Redis Sharding

The thundering herd — when everyone opens WhatsApp at the same time

New Year's midnight. 500M users open WhatsApp simultaneously. Every one of them hits the inbox API, which reads their sorted set from Redis. This is the thundering herd problem — a sudden, coordinated spike that overwhelms a single node.

The inbox Redis under spike¶

In normal operation, the inbox sorted set fits comfortably on Redis. The math:

500M users × (16 bytes conv_id + 8 bytes timestamp) = ~12.5GB

Storage is not the problem. The problem is read and write throughput at midnight.

Read load:

500M users open the app at midnight. Each inbox load reads the top K conversations from Redis. That's 500M reads hitting Redis in a very short window — not spread across an hour, because it's midnight and humans are predictably synchronised.

Write load:

Those same 500M users each send roughly 5 "Happy New Year" messages within the first minute. Each sent message updates the sorted set for the recipient's inbox.

500M users × 5 messages = 2.5B writes
2.5B / 60 seconds       = ~40M writes/second peak

Even conservatively, this is orders of magnitude beyond what a single Redis primary can handle. A single Redis node handles roughly 100K ops/second.

The fix — shard by user_id¶

The solution is to split the inbox data across multiple Redis primaries. Each primary owns a slice of users, determined by a simple hash:

primary_index = user_id % N

Where N is the number of primary nodes.

How many primaries do you need?

Peak write load: ~1M writes/second (rounding up conservatively)
Single primary:  100K ops/second
Primaries needed: 1M / 100K = 10 primaries

With 10 primaries, each owns 1/10th of users. A write for user_id 4523897 always goes to 4523897 % 10 = 7 — primary 7. Consistent, deterministic, no coordination needed.

Read replicas for read scaling¶

Writes go to primaries. But reads can be served by replicas.

Each primary has N read replicas. The app server can read from any replica — spreading 500M inbox reads across the full replica fleet.

10 primaries × 3 replicas each = 30 nodes total
500M reads / 30 nodes          = ~16M reads/node

Over a 60-second window that's manageable per node.

Replication lag: Redis replication is asynchronous, so replicas can be a few milliseconds behind the primary. On New Year's midnight, serving an inbox that's 50ms stale is completely acceptable. The user sees their conversations — none of that data is changing fast enough for the lag to matter.

TTL extension for predictable events¶

The inbox sorted set TTL in normal operation is set to match typical usage patterns.

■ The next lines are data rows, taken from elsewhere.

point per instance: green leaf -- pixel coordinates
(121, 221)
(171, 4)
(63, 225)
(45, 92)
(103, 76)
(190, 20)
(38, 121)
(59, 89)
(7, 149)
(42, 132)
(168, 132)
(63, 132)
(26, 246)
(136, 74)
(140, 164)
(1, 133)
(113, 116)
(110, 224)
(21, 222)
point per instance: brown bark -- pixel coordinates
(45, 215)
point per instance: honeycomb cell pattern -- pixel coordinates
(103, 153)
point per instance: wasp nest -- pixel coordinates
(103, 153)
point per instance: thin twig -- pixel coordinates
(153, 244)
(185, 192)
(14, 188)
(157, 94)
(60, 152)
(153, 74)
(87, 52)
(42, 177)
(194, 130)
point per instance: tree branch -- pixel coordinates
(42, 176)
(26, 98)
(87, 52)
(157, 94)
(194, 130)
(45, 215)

But New Year's midnight is a known event — people who haven't opened WhatsApp in days will open it tonight.

Extend TTL to 26 hours on December 31st so that yesterday's inbox data is still warm when the spike hits. The cost is slightly more Redis memory for one day. The benefit is that the cold-start problem (all misses falling through to DynamoDB) doesn't compound on top of the thundering herd.

Interview framing

"For the inbox Redis, I'd shard by user_id across 10 primaries to handle the write spike, add read replicas per primary to spread reads, and extend TTL to 26 hours ahead of known high-traffic events so the cache is warm when the spike arrives."